I hacked plunit/test_cover.pl to give me clause-level coverage information. I was able to determine that I had over 96% coverage and was able to show the exact clauses that weren’t executed (show_coverage/1 merely said 87.8% coverage, with no indication of what wasn’t covered).
But I want to go deeper and ensure that every goal is executed, and it’s not obvious how to do that. Any thoughts?
One possibility: use goal_expansion/4 to wrap every goal call and record those calls, similar to how assert_entered/1 works.
(If anyone wants to improve the test coverage code by incorporating my code, I’ll happily send it to you – right now, it’s very specific to my needs, but it should be fairly easily generalized. I might eventually get around to doing this myself, for the Greater Good of All …)
I’m surely interested in the enhancement you already have. Could you share that?
Just thinking about a complete coverage report. What if you record the location in the parent goal (clause + PC)? That should be enough to figure it out.
Would recording the location of the parent goal work with things like maplist? (I think you’d want to record the grandparent for those, or even grandgrandparent …)
I’ve pushed some elaborate changes to the coverage support. I can now run e.g.,
?- show_coverage(qtest_scasp, [dir(cov)]).

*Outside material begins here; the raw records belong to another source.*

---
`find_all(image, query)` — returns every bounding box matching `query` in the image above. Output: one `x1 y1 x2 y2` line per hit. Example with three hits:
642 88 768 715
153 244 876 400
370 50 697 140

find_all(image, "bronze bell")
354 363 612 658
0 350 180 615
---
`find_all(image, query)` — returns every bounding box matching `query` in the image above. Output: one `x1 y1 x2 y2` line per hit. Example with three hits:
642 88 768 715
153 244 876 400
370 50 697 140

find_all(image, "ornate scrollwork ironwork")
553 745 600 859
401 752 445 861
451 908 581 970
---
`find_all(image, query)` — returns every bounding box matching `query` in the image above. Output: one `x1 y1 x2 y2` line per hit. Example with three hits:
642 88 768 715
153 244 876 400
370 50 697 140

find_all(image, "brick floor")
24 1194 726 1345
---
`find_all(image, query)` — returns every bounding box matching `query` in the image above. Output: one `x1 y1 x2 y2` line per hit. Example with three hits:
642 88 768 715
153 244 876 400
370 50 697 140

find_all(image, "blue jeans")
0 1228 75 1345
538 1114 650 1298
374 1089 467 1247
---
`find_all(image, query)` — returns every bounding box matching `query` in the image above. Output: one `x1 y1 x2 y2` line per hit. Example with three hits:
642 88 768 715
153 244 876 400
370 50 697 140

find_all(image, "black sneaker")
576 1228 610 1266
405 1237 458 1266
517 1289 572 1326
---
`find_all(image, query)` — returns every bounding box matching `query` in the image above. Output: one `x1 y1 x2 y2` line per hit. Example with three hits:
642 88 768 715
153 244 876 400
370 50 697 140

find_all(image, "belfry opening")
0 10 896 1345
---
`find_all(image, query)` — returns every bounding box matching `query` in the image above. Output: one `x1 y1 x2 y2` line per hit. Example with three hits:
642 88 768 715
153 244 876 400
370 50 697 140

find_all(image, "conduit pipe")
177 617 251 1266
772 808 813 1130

Which creates a directory cov and files *.cov that holds annotated versions of the original files. It annotates every clause in the file with one of
### if the clause was never entered
++N if the clause was entered and succeeded always an N times
--N if the clauses was entered N times and never succeeded
+N-M if the clause succeeded N times and failed M times
The annotations use ANSI color sequences. Having goals inside clauses counted as well would be great The main drawback is that the performance is quite poor (about 30 times slowdown compared to normal execution). Possibly we should move part of the data collection to C …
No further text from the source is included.